Deux titans qui se fracassent l’un contre l’autre, sans s’écouter mutuellement. Et j’en ressors avec le sentiment d’un État coupable. Bronson est brisé, ou fou, pour utiliser un langage normatif. L’État, non, et il dispose de ressources illimitées comparées à celles dont peut jouir Bronson, en matière d’inventivité et d’expérimentation. Il convient donc que l’État mette en place un système de décryptage du langage de Bronson, comme chercher à transformer chaque coup en signes, en lettres, chaque combat en mots et chaque cris en ponctuation d’une phrase qui, peu à peu, permettrait de comprendre Bronson et envisager de communiquer avec lui. Si la violence, le refus, l'obsession sont des éléments de langage, les phénomènes d'un système, d'une nature, ne faut-il pas les isoler, les analyser et, peu à peu, décrypter les messages qu'ils contiennent en vue de faire grandir ?
Espèce géniale, nous l’avons bien fait avec la nature, l'univers, les phénomènes géologiques et le faisons encore ; nous semblons incapables de le faire avec nos semblables qui ne le sont pas tout à fait. Ce qui nous est proche sans être identique paraît bien nous déconcerter bien plus que ce qui nous est franchement étranger. Pourquoi ? Certainement parce que la différence qui n'est pas assez lointaine pour exclure l'autre remet en cause les limites de notre identité. Lorsque l’on se penche un peu sur les phénomènes d’autisme, et notamment du syndrôme d'asperger qui sont capables de vivre en société, on découvre un terme qui m’a immensément séduit : les neurotypiques. Il n’y a pas les normaux d’un côté et les malades de l’autre mais tout un tas de règles générales, de catégories générales, de couleurs psychiques pour utiliser une image simple et la médiane de toutes trace la silhouette du neurotypisme — c’est-à-dire de ce que l’on convient d’appeler normalité. Mais à l’intérieur de cette grande catégorie, il y en a beaucoup d’autres plus petites, elles-mêmes subdivisées, etc.
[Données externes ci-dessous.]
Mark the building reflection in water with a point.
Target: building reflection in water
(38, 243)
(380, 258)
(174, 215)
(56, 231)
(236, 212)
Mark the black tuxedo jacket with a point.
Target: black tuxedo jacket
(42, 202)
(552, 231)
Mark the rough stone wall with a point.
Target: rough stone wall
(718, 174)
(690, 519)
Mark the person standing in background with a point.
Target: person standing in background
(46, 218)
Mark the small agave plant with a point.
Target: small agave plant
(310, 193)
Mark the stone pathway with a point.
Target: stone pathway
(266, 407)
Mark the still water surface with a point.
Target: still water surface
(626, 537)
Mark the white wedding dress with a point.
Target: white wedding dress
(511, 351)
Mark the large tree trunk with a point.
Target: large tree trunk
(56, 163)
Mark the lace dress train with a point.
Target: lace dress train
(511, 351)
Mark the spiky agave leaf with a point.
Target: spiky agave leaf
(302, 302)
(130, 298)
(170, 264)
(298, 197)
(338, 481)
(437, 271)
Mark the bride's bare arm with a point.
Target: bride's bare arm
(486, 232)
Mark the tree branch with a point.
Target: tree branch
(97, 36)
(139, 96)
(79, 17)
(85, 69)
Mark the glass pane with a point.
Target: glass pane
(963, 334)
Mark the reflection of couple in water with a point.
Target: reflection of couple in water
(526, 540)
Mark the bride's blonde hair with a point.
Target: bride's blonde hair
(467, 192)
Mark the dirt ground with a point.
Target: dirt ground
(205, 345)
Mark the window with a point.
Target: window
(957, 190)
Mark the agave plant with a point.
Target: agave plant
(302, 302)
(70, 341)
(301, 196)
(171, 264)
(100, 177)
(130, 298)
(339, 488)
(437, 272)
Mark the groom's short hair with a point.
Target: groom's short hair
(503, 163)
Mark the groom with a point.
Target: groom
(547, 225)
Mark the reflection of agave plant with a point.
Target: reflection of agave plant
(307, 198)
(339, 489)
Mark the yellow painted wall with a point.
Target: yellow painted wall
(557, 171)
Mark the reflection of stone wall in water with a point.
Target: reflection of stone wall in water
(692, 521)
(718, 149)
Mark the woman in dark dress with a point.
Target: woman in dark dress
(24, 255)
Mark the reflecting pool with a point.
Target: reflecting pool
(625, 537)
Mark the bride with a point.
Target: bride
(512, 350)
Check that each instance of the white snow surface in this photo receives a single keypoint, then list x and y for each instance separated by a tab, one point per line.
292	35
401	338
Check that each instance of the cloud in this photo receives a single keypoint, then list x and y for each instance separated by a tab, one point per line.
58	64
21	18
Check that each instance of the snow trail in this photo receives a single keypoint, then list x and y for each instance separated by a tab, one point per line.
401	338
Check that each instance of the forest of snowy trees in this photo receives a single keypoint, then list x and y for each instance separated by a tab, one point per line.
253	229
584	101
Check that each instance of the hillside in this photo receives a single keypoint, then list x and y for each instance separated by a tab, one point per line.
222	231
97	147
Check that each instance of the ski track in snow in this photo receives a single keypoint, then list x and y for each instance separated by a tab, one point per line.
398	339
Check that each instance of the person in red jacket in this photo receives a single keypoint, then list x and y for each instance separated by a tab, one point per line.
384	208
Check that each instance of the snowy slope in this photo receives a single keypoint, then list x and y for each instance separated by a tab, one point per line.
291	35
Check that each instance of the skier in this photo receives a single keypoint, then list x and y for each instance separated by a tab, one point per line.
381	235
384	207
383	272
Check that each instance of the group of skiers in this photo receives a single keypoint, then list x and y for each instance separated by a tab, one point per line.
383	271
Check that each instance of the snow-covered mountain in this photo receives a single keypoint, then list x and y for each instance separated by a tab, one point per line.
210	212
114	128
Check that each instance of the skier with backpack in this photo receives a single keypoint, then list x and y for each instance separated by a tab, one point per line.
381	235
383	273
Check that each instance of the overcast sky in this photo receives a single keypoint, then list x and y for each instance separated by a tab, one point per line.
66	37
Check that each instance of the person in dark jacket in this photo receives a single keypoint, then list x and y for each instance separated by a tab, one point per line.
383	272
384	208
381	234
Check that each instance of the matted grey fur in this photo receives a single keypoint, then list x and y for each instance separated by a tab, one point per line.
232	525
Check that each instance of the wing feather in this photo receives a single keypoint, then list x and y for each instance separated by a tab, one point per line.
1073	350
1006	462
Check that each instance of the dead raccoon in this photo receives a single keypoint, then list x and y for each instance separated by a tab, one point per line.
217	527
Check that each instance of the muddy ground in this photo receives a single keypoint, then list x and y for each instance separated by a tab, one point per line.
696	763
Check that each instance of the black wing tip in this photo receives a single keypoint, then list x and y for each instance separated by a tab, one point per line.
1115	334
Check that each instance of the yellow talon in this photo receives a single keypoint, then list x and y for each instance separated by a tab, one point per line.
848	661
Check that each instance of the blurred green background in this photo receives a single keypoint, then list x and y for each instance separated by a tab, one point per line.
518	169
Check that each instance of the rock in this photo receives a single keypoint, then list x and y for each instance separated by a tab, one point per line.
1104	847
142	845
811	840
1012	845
Nos cartes psychiques sont toutes différentes les unes des autres et ce n’est pas parce que suffisamment de points communs nous permettent de communiquer que nous devons croire tous posséder la même mécanique dans la tête. Il ne faut surtout pas préjuger, à partir de notre impression de similarité, des fonctionnements d’autrui. Ce phénomène de distinction se manifeste particulièrement dans les langues, qui sont des moules esthétiques des traditions culturelles d’un pays. La structure du langage, dans sa phonétique comme dans sa syntaxe, caractérise les différentes formes psychiques des différents pays. Et les langues ont des grandes familles qui se subdivisent, comme les langues latines, les langues celtiques, les langues slaves, et parmi elles les langues nationales, puis les variations d’usage, ce qu’on appelle l’argot, voire même les patois. À l’intérieur d’une cellule familiale même, selon les fréquentations, les usages de la langues varient.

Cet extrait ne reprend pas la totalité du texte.